Updated on January 13, 2022

The ADDIE model for instructional designers is a familiar framework from which to start the design of a video segment.  In this post, I will focus on the “A” or Analysis phase as it relates to video planning and production. The Analysis phase is an opportunity for you to educate yourself about the content, the audience and the individuals who are important to your audience.  As you conduct your analysis activities, identify interview candidates and topic areas that may be supported by video.  I generally consider the following when conducting analysis research and SME interviews:
  • Who is the audience and with whom do they identify?
  • Who can best tell the story about your content?

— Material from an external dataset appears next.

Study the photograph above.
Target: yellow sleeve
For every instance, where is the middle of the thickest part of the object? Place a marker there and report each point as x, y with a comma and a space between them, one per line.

  • What person or persons do Learners most respect as subject matter experts or leaders?
  • Will these individuals agree to appear on camera?

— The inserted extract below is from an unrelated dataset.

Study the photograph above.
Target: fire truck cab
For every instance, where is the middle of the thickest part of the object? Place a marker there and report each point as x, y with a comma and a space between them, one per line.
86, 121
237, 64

  • Where are the individuals physically located?
  • If they are remote, do they travel to your location for meetings or other events?
  • If you plan to conduct interviews with SMEs or Learners to collect other analysis information, is it practical to record a portion of the interview on video?
  • Are there other activities related to the content that would be helpful to show with visual media?  For example equipment operation, people working together and other related scenes.
The answers to these questions will help you determine whether video is helpful to support the instruction.  This information will also help determine if adding video to your project is practical given budget and time limitations. You should also consider the legal implications of shooting and distributing video as part of a training program.  You should have a signed release from each person appearing in your video.  If you are creating a training product for your company, employees of the company may have already given permission for the company to use their likeness for internal video and training products.  Non-employees, however, should sign a “model release” document that you will retain on file. Do not assume that a verbal agreement is adequate.  You may invest many hours of time shooting a video only to find that you don’t have the legal authority to distribute it.   There are several Apps for smart phones and tablet computers that allow you collect a digital signature and then send pdf copies to the talent. I recommend using these apps or a standard release form provided by your legal department.  If you don’t have a legal department, consider using a document from a supplier like LegalZoom.  The forms are relatively simple so you don’t need to hire an attorney. At the end of the Analysis phase, you should have a pretty good idea of “who” and “what” will appear in your video.  You should make this determination based on what will be valued by your audience and learner population.  It may be tempting to choose individuals you know or are easily scheduled.  You may be surprised to find that subject matter experts and Executives are flattered to be in your training video.  Later I will discuss how to minimize fears and ensure that even in experienced subject look and sound good on video.